Now that we have that text we can now try and interpret it. The computer doesn't know what each column is, so you have to tell it. My program allows you to enter a regular expression that describes the different sections of data. To interpret the Costco receipt, the regex is as simple as:
\w\s*(\d+)\s*(.+)\s*(\d+\.\d+)

Now, a winco receipt looks more like this:

(.+)\s(\d{10,11})\s(\d*\.\d+)\s(TF|FS|TX)
(\d*\.\d+)\s*\w+\s*@\s*\d*\s\w*\s*/\s(\d?\d?\.\d+)\n(.+)\s(\d{4,5})\s(\d*\.\d+)\s(FS|TX|TF)
(\d)\s*@\s*(\d*\.\d+)\n(.+)\s*(\d{10,11})\s*(\d*\.\d+)\s(FS|TX|TF)

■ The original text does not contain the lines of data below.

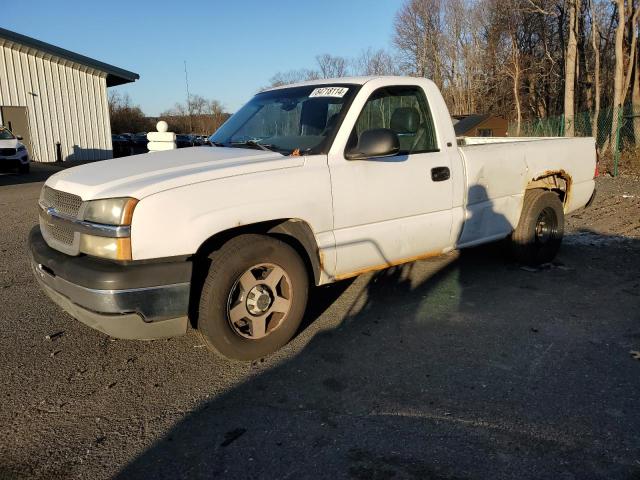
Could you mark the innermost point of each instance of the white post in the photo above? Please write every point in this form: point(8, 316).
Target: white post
point(161, 140)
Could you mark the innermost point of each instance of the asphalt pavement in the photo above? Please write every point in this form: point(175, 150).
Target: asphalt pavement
point(462, 367)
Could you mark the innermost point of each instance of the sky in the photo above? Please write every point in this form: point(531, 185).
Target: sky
point(232, 48)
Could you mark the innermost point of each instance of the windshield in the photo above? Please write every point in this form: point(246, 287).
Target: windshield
point(5, 134)
point(296, 120)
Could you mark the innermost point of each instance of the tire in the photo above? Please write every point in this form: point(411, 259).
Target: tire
point(538, 236)
point(232, 310)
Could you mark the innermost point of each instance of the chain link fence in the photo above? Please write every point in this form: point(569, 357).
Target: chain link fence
point(617, 133)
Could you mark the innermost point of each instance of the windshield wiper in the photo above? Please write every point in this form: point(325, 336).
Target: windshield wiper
point(253, 143)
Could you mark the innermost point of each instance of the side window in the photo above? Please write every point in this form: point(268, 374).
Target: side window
point(403, 110)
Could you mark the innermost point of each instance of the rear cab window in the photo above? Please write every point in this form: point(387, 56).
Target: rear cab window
point(405, 111)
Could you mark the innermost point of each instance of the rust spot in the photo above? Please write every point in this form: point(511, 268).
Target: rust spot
point(376, 268)
point(556, 173)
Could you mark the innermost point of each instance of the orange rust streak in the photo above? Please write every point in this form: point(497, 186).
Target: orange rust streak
point(562, 174)
point(402, 261)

Which might look terrifying but it's not really as bad as it looks once you understand how regular expressions work. What you're actually looking at here is a set of 3 different regular expressions that are used to describe different situations on a receipt. For example, if you bought fruit by the pound the receipt would probably say that it was 3lbs of fruit for $0.50 a pound for a total of $1.50. Which would be different then if you bought some cereal and the receipt simply said "Cereal $1.50" without specifying price per unit or the quantity.

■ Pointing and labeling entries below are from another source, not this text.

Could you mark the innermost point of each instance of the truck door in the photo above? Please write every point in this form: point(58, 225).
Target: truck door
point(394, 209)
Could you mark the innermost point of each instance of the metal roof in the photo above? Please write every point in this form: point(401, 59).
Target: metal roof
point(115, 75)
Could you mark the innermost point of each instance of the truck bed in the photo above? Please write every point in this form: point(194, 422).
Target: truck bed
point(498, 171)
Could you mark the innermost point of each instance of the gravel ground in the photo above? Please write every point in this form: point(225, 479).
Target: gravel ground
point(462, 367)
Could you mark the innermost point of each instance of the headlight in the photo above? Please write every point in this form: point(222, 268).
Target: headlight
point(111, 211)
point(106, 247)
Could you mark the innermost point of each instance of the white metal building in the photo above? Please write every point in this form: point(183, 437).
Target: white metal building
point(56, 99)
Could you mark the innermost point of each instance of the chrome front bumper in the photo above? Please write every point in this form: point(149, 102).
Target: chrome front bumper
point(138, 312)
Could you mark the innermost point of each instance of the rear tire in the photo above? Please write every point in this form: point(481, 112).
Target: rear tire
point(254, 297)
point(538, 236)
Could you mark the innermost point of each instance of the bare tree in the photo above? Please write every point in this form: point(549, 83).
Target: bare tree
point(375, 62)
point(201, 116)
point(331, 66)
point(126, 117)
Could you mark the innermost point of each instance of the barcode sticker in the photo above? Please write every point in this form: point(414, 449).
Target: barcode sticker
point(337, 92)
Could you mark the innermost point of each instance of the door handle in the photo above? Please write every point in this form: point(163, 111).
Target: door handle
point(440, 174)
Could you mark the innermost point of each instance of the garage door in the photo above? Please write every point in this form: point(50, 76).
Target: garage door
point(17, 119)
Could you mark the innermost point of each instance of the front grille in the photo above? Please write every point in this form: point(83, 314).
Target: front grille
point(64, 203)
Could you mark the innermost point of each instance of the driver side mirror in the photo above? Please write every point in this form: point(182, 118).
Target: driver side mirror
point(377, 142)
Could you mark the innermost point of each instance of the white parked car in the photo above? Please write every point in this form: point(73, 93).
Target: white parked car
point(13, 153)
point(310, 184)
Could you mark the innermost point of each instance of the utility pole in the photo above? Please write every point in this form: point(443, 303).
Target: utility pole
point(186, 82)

After you parse the data to describe the different sections, my program puts all that data into a table formatted in exactly the same fashion as the receipt, where each row is a new line, each column can be described using a drop down box, and each cell is has an input column with the data from the receipt. Each regular expression set is put into different sections as those column labels might have to describe the columns differently. You can also delete rows and columns if you find the data frivolous.

You are also capable of inserting new columns so you can describe things that were not on the receipt. Sure it's useful to know that the cereal was $1.50, but say you go to another store and see the same cereal in a slightly bigger box for $2.00. Is there just $0.50 more cereal in that box or is it a better price? Impossible to know if you don't have the quantity of the $1.50 cereal. So you may choose to enter that. Which is where the program might get tedious, who wants to go through their groceries and figure out the quantity of everything? I don't, but I also don't have a better solution to that yet, so I guess I'll do it anyway.

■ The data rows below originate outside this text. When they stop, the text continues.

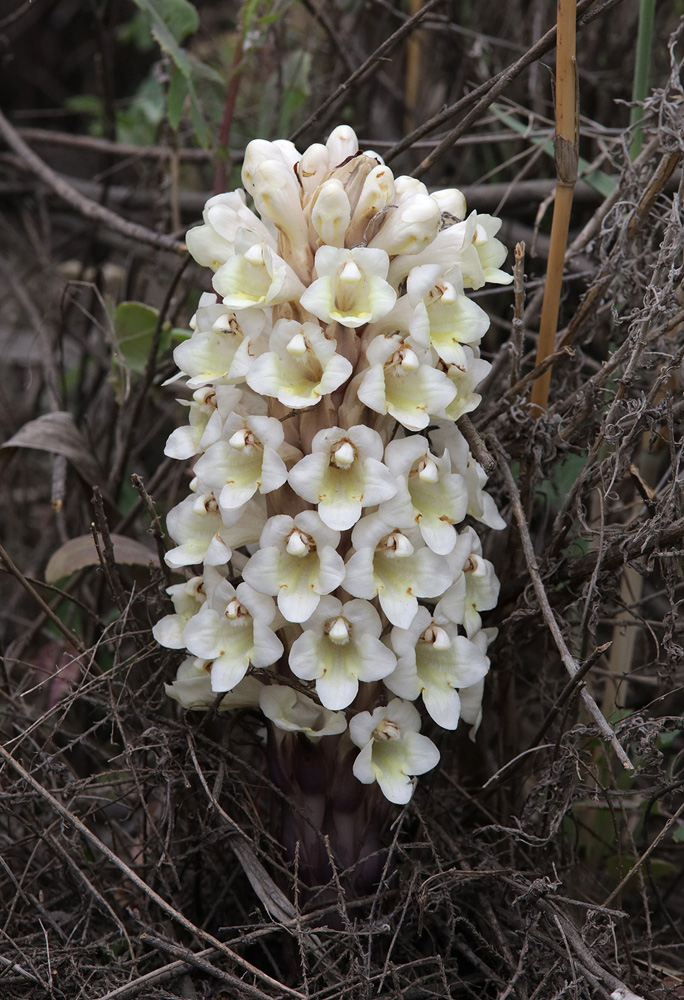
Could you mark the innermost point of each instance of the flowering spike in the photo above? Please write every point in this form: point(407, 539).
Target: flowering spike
point(327, 370)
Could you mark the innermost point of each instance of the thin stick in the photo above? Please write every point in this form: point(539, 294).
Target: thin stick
point(518, 335)
point(139, 883)
point(568, 660)
point(481, 97)
point(91, 209)
point(567, 127)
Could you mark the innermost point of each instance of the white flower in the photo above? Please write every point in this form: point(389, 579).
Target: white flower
point(466, 379)
point(351, 287)
point(468, 247)
point(192, 688)
point(471, 697)
point(341, 144)
point(435, 661)
point(432, 496)
point(491, 253)
point(402, 382)
point(392, 749)
point(224, 215)
point(452, 203)
point(187, 599)
point(196, 525)
point(259, 151)
point(300, 367)
point(373, 199)
point(244, 463)
point(481, 505)
point(339, 647)
point(276, 197)
point(394, 565)
point(256, 277)
point(297, 561)
point(293, 712)
point(231, 629)
point(343, 474)
point(475, 588)
point(331, 212)
point(184, 442)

The next step was to get all that data into the database, which was a bit tricky because you basically created your own form when you entered your regex and generated your own table. I won't get into the details about that, but it did require a little bit of thought. My next step in the program is to make all this data editable in case you want to go back and change or delete stuff, and then after that I can start messing with the data look up techniques for when you're out and about shopping.

Hopefully one day I can buy my bananas confident that I am getting a good deal.